Она опустилась на колени подле яэдатами. Сложенный из семи-восьми футонов, чтобы обеспечить дедушке надлежащий комфорт, он был таким высоким, что Кёко спокойно опёрла на него подбородок, погладив Ёримасу по прохладной жилистой руке. Свежезаваренный чай с толчёным желчным пузырём змеи настаивался рядом.

– Сегодня я видела Странника. Он и впрямь притворяется торговцем. Продаёт всё на свете от мазей до кукол и этим, похоже, зарабатывает на жизнь. Вот почему за изгнания денег не берёт, хотя они бы, несомненно, принесли ему куда больше… А ещё уши у него острые не по-людски и зубы такие же! Я его хорошо запомнила, и, надеюсь, он меня тоже. Ведь мы с ним ещё встретимся.

Кёко улыбнулась уголком губ и наклонилась над Ёримасой, будто ожидала, что и он вот-вот улыбнётся. Лицо дряблое, от края до края в морщинах, таких, что в них уже утонули и его рот, и нос. Дедушка не любил бриться, поэтому Кёко его бороду, почти серебряную, только подравнивала, а отросшие до плеч волосы расчёсывала костяным гребнем. Кагуя-химе с Аояги же мыли его и одевали. Словом, все они заботились о Ёримасе достойно, но глаза карие, как ствол хакуро за окном, с каждым днём будто всё сильнее проваливались в глазницы. Открывались утром, вечером закрывались – и всё. Вот и сейчас Кёко смотрела в них молча и видела в больших чёрных зрачках отражение своего лица. На самом деле она жаждала вовсе не дедушкиной улыбки, а слов. Он ведь заговорил с Хосокавой, верно? Почему ему так повезло услышать его голос, а ей – нет?

«Стать хорошей женой, может быть, геомантом, но кирпичиком в стене чужого рода – её удел. Такой я вижу судьбу всех моих внучек».

Впрочем, это к лучшему, что она не слышит.

Кёко выжала полотенце, сливая впитавшийся в него смягчающий отвар назад в миску. Семья Якумото хорошие травы из своей лавки подарила, самые дорогие, и Юроичи даже их лично Кёко принёс. Правда, задержался подле неё не дольше минуты и на неё почти не смотрел – иное считалось бы дурным тоном, хотя на самом деле было продиктовано страхом. По одному его лицу в тот момент, тусклому и абсолютно невыразительному, становилось ясно, что это не он Кёко в жёны берет, а его родня.
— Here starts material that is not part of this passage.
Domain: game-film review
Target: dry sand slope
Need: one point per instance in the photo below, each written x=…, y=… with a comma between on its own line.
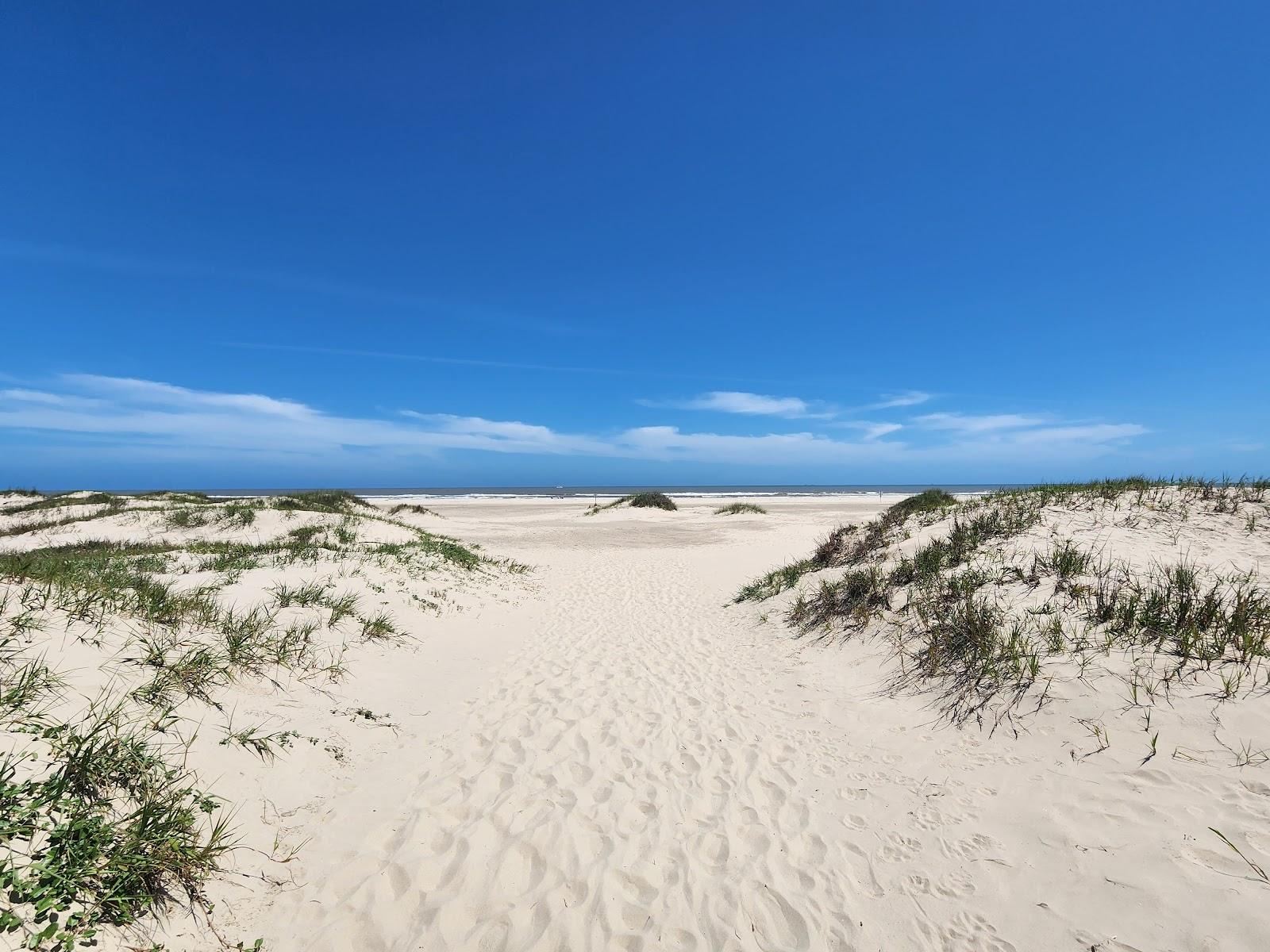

В чём-то ей было даже жаль Юроичи Якумото, но лакированную коробочку, до отказа набитую травами, она всё-таки приняла, и так состоялась помолвка.

От трав кожа дедушки разрумянилась и засияла, точно они и впрямь подарили ему здоровье. Кёко ласково и заботливо обтёрла всё его лицо, предварительно согрев в руках полотенце, и прошептала то, что сказать в полный голос никогда бы не решилась:

– Не переживай, дедушка, род Хакуро пал при тебе, но при тебе же успеет восстать. Свадьба моя меньше чем через пару недель, уже в следующее воскресенье – Кагуя-химе говорит, то благоприятный день. А значит, в следующее воскресенье я стану оммёдзи. Я снова увижусь со Странником… И уговорю его стать мне учителем. Мой жених поможет мне в этом, хочет он того или нет, а взамен я освобожу его от мононоке. Это ведь честная сделка, правда?

Вставая, Кёко не заметила, как скрюченные пальцы Ёримасы незаметно дёрнулись на простыне.